I also think that the dealer may have thrown in the trailer vs. either no trailer or one too rusty to use at all. I have no idea what sort of deal the buyer made, other than what I was told. He's not at all mechanically inclined, I'm sure if no one mentioned 'worn spindles', no questions about the trailer would have ever come up. (His last trailer got so bad it had to be abandoned where it broke and the boat brought home on a borrowed trailer, which never got fixed due to the damaged lower unit from that incident). No amount of explaining or warnings will change some people. To them it just ain't broke till it won't move at all.

He said he's going to take the bearing and tin can shim back to the dealer and tell him what we found but I doubt that'll get very far, if he even bothers.

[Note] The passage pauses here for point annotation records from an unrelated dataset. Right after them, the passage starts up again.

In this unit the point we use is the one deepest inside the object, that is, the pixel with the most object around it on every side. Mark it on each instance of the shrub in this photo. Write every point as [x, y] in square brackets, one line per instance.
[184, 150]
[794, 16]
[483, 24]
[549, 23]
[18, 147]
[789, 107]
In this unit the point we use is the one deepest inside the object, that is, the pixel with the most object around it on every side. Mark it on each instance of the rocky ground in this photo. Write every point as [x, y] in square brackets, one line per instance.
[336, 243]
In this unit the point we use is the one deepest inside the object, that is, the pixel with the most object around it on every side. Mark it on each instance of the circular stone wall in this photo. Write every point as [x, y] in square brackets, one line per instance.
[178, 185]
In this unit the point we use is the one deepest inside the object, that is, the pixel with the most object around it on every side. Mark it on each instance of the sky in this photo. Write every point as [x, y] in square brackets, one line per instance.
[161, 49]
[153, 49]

To me, the right fix for the loose bearing cups would either to have peened the area around the bearing and pressed in the new bearing using green Loctite, or just replace the hub. Cotter pins are cheap, I can't imagine any shop not having at least one assortment on the shelf. I myself must have ten boxes of them in the garage. Using the wrong bearing cones is just careless stupidity.
The hubs couldn't come off because the wrong bearings, but the nails could most certainly work loose and in turn loosen or cut through the bearing covers. The first thing I noticed was the tire tread was feathered a bit on the left side tires, plus the one odd 5 lug hub.

Myself, I've always been very mechanically inclined, having spent years in car and truck dealerships I've seen all sorts of bad repairs. This don't even make the top ten list.
 

rschap1

Petty Officer 3rd Class
Joined
Apr 10, 2012
Messages
95
Re: Loose bearings? No problem, drink a MT Dew

The "cobble job" sounds like FAR more work and trouble than fixing it correctly would have been.
I don't see where they saved very much $$ either.
The oversized (wrong) bearings had to come from somewhere and I am guessing not free.

:(
 

dlngr

Chief Petty Officer
Joined
Jul 15, 2007
Messages
547
Re: Loose bearings? No problem, drink a MT Dew

I wonder if coke cans would work? I don't drink MD.